Over the last 20 years, the legislature has considered a number of bills that would allow towns to impose impact fees, but none have made it far in the legislative process. In 1987, sHB 6177 reached the floor, but was recommitted to the Finance, Revenue and Bonding Committee.
FEES IN LIEU OF OPEN SPACE, PARKING, OR AFFORDABLE HOUSING REQUIREMENTS
The statutes do not authorize towns to assess developers with general impact fees for infrastructure improvements or town services. The Connecticut Supreme Court ruled towns could only impose these fees if the statutes specifically authorized such action (Avonside Inc. V. Zoning and Planning Commission of Avon, 153 Conn. 232 (1965)). Statutes that specifically allow towns to let developers pay a fee instead of meeting a town's open space, parking, or affordable housing requirements, all laws passed after the 1965 decision, appear to confirm the legislature's intent of only allowing such fees in limited instances, according to land use expert Terry Tondro (Connecticut Land Use Regulations, 2ed (1992), p. 261). (For details on impact fees allowed by other states see OLR report 2000-R-0757. )
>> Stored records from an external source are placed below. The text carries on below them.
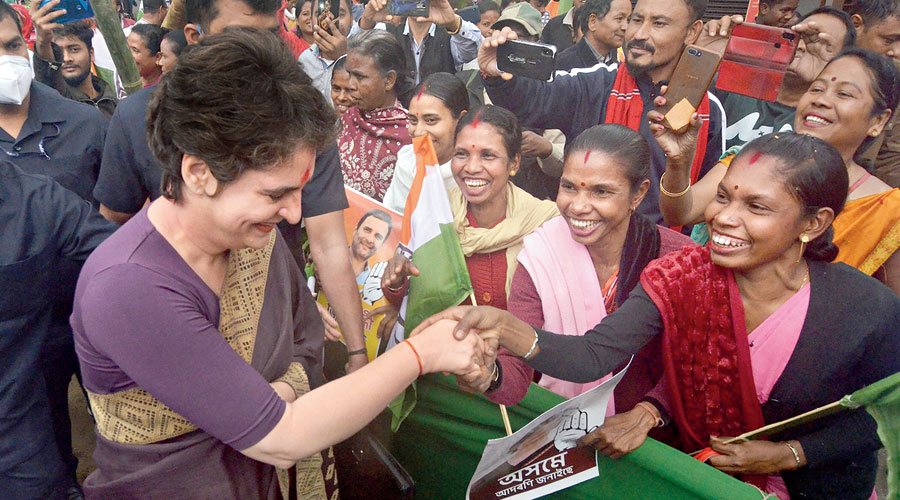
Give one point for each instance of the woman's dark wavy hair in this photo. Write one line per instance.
(503, 121)
(448, 89)
(620, 142)
(884, 82)
(814, 172)
(227, 102)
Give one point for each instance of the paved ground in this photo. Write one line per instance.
(83, 439)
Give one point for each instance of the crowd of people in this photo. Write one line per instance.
(154, 244)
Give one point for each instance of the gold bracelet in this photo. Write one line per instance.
(669, 193)
(458, 26)
(794, 451)
(530, 352)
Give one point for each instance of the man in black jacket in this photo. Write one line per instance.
(603, 23)
(657, 34)
(443, 42)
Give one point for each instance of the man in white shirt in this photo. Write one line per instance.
(443, 41)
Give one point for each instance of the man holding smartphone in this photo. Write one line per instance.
(657, 33)
(441, 42)
(824, 32)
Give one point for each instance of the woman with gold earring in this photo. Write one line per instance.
(847, 106)
(491, 216)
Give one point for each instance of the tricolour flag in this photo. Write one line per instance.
(428, 237)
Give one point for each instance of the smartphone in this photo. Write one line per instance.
(76, 10)
(690, 81)
(529, 59)
(323, 6)
(409, 8)
(756, 59)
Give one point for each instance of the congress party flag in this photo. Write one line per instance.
(429, 239)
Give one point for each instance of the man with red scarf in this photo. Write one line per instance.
(657, 33)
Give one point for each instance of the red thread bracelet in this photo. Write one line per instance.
(418, 359)
(705, 454)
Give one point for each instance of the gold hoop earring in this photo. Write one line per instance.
(803, 241)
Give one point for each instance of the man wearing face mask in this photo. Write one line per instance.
(130, 175)
(71, 74)
(658, 31)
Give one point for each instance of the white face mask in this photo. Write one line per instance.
(15, 79)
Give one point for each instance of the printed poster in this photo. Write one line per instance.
(373, 233)
(541, 458)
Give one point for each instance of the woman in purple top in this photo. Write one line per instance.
(199, 345)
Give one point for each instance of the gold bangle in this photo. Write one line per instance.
(530, 352)
(794, 451)
(669, 193)
(458, 26)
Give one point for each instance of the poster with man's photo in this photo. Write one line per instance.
(542, 457)
(373, 233)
Towns must use the fees from each of these areas for related purposes and not for general municipal functions. For example, the subdivision statute that allows towns with open space requirements to accept fees in lieu of open space land, specifies the fees can only be used to preserve or acquire open space, recreational, or agricultural land (CGS § 8-25). Likewise, the statute authorizing inclusionary zoning to promote affordable housing requires any payment in lieu of the affordable housing requirements to go into an affordable housing trust fund (CGS § 8-2i).
But the zoning statute on parking requirements allows the fees to be used for municipal parking facilities; traffic-, transportation-, and carpooling-related capital projects; and providing or operating transit facilities (CGS § 8-2c). This is the only statute of this type that allows fees to be used for operating expenses.
LEGISLATIVE HISTORY
A review of the legislative transcripts shows the floor debate focused on whether the requirements were practical and not on whether towns should be allowed to charge impact fees to offset the cost of providing municipal services.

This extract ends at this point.